Updating Our Map
Today's post marks a turning point in our coverage of the common standards: the revision of our widely followed map of state adoptions.Here is where things stand now:
Indiana made us do it. As you probably already know, because my intrepid colleague Andrew Ujifusa reported it last week, Indiana has become the first state to officially reverse its adoption of the Common Core State Standards. So our map must now show not only adoptions but un-adoptions.
Okay, so un-adoptions isn't a word. But you get the point. We're not talking here about the many anti-common-core debates that have cropped up in state legislatures again and again, which die in committee or never get enough traction to change a state's official embrace of the common core. (Andrew's anti-common-core bill-tracker shows those bills.)

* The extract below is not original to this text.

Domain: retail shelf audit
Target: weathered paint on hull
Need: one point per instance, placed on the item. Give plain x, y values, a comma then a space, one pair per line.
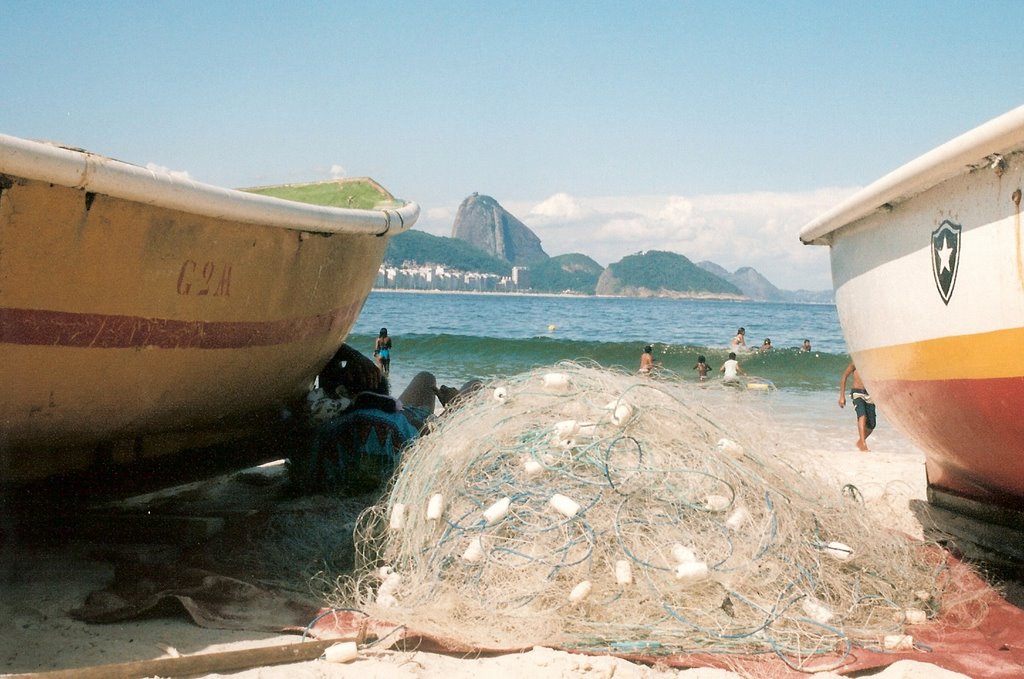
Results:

We're also not talking about states that add some of their own stuff to the common core. We're talking about full-scale, official reversals that mean the common core is no longer in force in a state. That's what happened in Indiana. That's why we needed to revise our map to keep you abreast of the national state of play on the standards. And we'll continue to do so as the landscape changes.
Quite a change from when we first launched our map in July of 2010, when New Hampshire marked the half-way point in what was then a growing tidal wave of common-core adoptions.
We began reporting on the adoptions in February of 2010, when Kentucky became the first state to do so, four months before the final, official standards were released (they made their decision based on drafts they'd reviewed). By November of 2011, with Montana's adoption, 46 states and the District of Columbia had adopted the standards. Ever since, we've been saying "all but four states" have adopted them. Now, with Indiana's move, we'll get accustomed to saying "all but five states."